From Character to Personality

I am continuing to benefit and be convicted by David Wells’ book The Courage to Be Protestant. Here Wells is commenting on the shift from a man’s character being most important to his personality being most important. I have seen this become a key issue with ministers as pastors are hired more for their personality than for their character. Earlier Wells noted that, “character is either good or bad; personality is attractive, forceful, or magnetic.” Here is a longer quote on the consequences of this shift.

With this shift have come many consequences, probably few of which were foreseen as these great changes began to unroll. The older vision in which character was paramount produced an understanding of the self that was quite different from what we have now. Then the thought was that personal growth comes through cultivating virtues and restraining vices. Moral limitation through self-control and self-sacrifice was the key to satisfaction and happiness.

By contrast, the vision that grows with the new preoccupation with personality is one of unlimited self-expression, self-gratification, and self-fulfillment. The pursuit of pleasure has taken the place of moral nurture, the expression of emotion that of moral reticence [reserve/restraint]. What is remarkable about this is that people now think happiness has nothing to do with the moral texture of someone’s life and can be pursued as an end in itself. Indeed, many think it can simply be bought. That is what living in our consumer paradise has done to us now that we have vacated the older moral world.
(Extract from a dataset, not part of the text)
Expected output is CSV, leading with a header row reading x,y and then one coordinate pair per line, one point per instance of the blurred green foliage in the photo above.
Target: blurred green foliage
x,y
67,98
This shift from character to personality has also changed our ideas about success. An earlier generation thought about success in terms of hard work. But not hard work by itself. It was work that was also done well, work that reflected moral virtues like diligence, integrity, conscientiousness, and standards of fairness. People who worked well tended to live more circumspectly. They were more likely to restrain self-indulgence, refuse to make their consumption conspicuous, and express civic virtues in their town and neighborhood. Success in these ways was something that all could attain regardless of what kind of work they did…

When our focus changed from character to personality, so, too did our understanding of what success is. Success was not about living the good life, but about living well, high on the hog, as Americans say. Once others approved of us because of our character and the quality of our work…now it is far more important to stand out simply for what we have and how we can impress others.

Today we may well prefer to be envied than admired. Whereas the older kind of success was durable, this is not. This is fleeting. It is dependent not on its own quality but on the perceptions of others. Perceptions, however, are fickle, changing, quickly superseded, quickly forgotten. Success today, therefore, has to be constantly renewed, burnished, updated, recast, reinvigorated, made even more current, made freshly appealing, dressed up afresh, and reasserted. This is an ongoing project, and if it does not go on, our success begins to evaporate…

When the self began to be experienced through personality rather than within the framework of character, moral obligations that were common broke down. There was no longer a moral world outside each individual that restrained and directed that individual. Now, we have become self-directing, each in his or her own way.